The United States, which earned its place as the premier space fairing nation on the planet with the Apollo missions of the 1960s and 70s, is at risk of falling behind its global competitors, according to Air Force Lt. Gen. Steve Kwast.
“In my best military judgment, China is on a 10-year journey to operationalize space. We’re on a 50-year journey,” Kwast told CNBC.
His concerns are not unfounded. The last space shuttle mission concluded in July of 2011, and since then, NASA has relied on Soviet era Soyuz capsules operated by the Russians to ferry astronauts to and from the International Space Station. The shuttle’s replacement, the Space Launch System (SLS), has been plagued with delays. Most recent expert estimates suggest it still won’t be ready for its inaugural unmanned launch until midway through 2020, more than four years after its original projected launch date.
According to Kwast, the United States needs to “bring together the right talent” to spur a Wright Brothers like leap forward in our nation’s orbital capabilities, if we hope to remain peers, let alone dominant in space operations in the future.
“We could be on a five-year journey because it’s all about how aggressively we are going about this journey,” Kwast said.
While Kwast voiced serious concerns about China’s rapid military expansion into the “ultimate high ground,” they don’t present the most pressing orbital concern for America’s security. According to Kwast, it’s the comparatively underdeveloped North Korea that should spur an influx of interest and funding toward orbital defense.
“Right now, if North Korea were to launch a missile into space and detonate an electromagnetic pulse, it would take out our eyes in space,” Kwast said.
America’s massive military has grown increasingly reliant on satellites for communication and navigation in recent decades, both of which would be abruptly cut off if an opponent were to detonate a warhead in orbit.

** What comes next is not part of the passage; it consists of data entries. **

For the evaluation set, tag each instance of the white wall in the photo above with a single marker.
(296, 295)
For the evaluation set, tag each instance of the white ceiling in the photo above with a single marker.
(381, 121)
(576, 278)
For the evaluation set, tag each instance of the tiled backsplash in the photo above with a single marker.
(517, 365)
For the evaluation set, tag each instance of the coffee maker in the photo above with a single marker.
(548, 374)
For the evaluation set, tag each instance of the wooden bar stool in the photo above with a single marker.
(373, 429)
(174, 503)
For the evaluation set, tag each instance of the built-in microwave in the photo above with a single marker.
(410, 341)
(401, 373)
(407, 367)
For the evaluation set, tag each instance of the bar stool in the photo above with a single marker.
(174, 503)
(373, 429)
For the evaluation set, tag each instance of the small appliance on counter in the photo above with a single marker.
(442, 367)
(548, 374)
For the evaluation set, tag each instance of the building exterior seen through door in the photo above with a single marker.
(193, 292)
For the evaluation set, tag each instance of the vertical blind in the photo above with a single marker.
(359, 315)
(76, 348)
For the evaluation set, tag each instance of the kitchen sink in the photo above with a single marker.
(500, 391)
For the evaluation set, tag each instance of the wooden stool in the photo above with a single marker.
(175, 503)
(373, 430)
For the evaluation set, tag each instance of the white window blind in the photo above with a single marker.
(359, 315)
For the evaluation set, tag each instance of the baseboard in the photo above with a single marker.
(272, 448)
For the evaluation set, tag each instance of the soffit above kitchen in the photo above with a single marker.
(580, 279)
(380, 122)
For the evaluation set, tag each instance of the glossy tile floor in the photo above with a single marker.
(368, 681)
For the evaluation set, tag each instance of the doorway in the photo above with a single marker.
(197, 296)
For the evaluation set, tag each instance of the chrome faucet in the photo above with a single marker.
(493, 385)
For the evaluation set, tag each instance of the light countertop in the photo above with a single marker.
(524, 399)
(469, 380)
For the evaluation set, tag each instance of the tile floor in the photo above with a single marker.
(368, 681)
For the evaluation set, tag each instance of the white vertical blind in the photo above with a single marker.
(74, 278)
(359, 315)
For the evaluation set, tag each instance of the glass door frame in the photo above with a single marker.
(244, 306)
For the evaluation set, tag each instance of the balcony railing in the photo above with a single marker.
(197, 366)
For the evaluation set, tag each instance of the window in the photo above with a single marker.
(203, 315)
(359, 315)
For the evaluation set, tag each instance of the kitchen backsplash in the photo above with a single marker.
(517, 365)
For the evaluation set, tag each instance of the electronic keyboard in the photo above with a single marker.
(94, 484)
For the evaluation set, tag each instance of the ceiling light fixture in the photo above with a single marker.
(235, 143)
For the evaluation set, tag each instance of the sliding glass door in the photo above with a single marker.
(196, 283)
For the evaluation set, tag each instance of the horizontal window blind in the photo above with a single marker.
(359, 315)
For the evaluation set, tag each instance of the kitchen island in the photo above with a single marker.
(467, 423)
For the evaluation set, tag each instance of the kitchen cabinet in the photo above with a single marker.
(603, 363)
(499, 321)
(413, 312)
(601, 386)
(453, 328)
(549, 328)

According to the general, who recently submitted a slew of recommendations to the U.S. Air Force Space Command, a concerted effort must be made to shape a defensive posture in the skies above our heads, but it must be done the right way in order to ensure the maximum return on taxpayer investment. That means cooperating with private space companies like SpaceX whenever possible, and, despite the pressing need to move quickly, being strategic about how the effort moves forward.
“We could have an operational space force in three to five years,” Kwast said. “However, that would be jumping to answering what the form looks like, before you know the function.”
Until recently, lawmakers had pitched the idea of establishing a branch of the Armed Forces tasked specifically with orbital defense, but the effort was scrapped as a part of the budget reconciliation between the House and Senate. Because of this, the effort remains squarely within the purview of the Air Force, whom some have criticized as prioritizing space after conventional military assets such as planes.
According to Kwast, a balance between public and private interests can help spur the change we need, but it will have to entail changes to existing regulations for space flight in the private sector as well. The United States must use every asset available to it, otherwise, we may soon find ourselves the underdog in peer level conflicts of the future.
“It took from the Wright Brothers in 1903 to 1945 — two World Wars — to get flying to where we needed an Air Force.”